6.462

Baranek Shaun: Stos owiec

4.16/5(oceń: 38)📅2021 Mar 17
Baranek Shaun:  Stos owiec

Gotowy na niezły ubaw z Barankiem Shaunem i jego futrzastą bandą? W Baranek Shaun: Stos Owiec wchodzisz do świata, gdzie układanie ... owiec to sport ekstremalny! Tak, dobrze czytasz – tutaj zamiast wieży z klocków budujesz wieżę z samych owiec. Brzmi jak plan na najbardziej zwariowaną partię Tetrisa, prawda?

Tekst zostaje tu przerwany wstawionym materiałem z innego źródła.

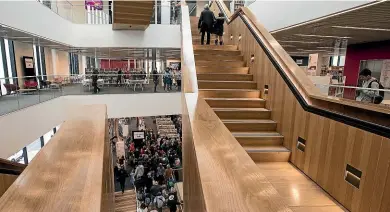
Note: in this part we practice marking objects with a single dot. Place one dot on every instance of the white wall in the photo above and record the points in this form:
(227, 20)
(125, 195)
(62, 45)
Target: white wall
(155, 36)
(22, 127)
(33, 17)
(278, 14)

Twoim zadaniem jest pomóc Shaunowi i jego kumplom z gospodarstwa wspiąć się jak najwyżej, tworząc wieżę owiec, która nie tylko się nie przewróci, ale też będzie wyglądać jak arcydzieło w stylu futrzany drapacz chmur. Każda owca ma swoje unikalne zdolności – bo kto by pomyślał, że wełniany kumpel potrafi być sprytniejszy niż niejeden mistrz balansowania na rurze? W międzyczasie ziemia pod nogami (czy raczej kopytami) się kiwa, wiatr dmucha, a ty musisz wykazać się refleksem godnym ninja, żeby nie posłać całej wieży na dywanik z wełny.

Kontrola jest tak prosta, że nawet babcia, która myśli, że joystick to pilot do telewizora, szybko złapie o co chodzi. Wciskasz jump, lądujesz, nakładasz owcę na owcę – i tak, aż do nieba. A gdy myślisz, że to będzie spacer po łące, pojawia się coraz więcej przeszkadzajek, które robią z tej zabawy prawdziwy test cierpliwości i sprytu. Nie martw się, jeśli na początku twoja wieża wygląda jak burza po owczej imprezie – praktyka czyni mistrza (albo przynajmniej kogoś, kto potrafi śmiać się z własnych faili).

Co więcej, w miarę jak się wspinasz w rankingu i zdobywasz nowe owieczki, każda z nich wprowadza do gry swoje własne, śmieszne bajery. To trochę jak zbieranie kart z autografami, tylko zamiast sław masz bandę rozbrykanych kopytnych. Gra oferuje dla każdego coś ekstra – od zupełnych zielonych po weteranów ogarniających balans jak magik na linie.

Podsumowując: Baranek Shaun: Stos Owiec to idealna propozycja na odstresowanie się przy czymś lekkim, kolorowym i niesamowicie zabawnym. Jeśli kiedykolwiek zastanawiałeś się, jakby to było połączyć farmę z cyrkiem akrobatycznym, to właśnie tu znajdziesz odpowiedź. Aha, i pamiętaj – każda chwila spędzona na budowaniu tej futrzanej wieży to gwarancja uśmiechu i odrobiny chaosu, bo czy jest coś zabawniejszego niż próbować nie wysłać całej stawki w powietrze jak domino? No właśnie!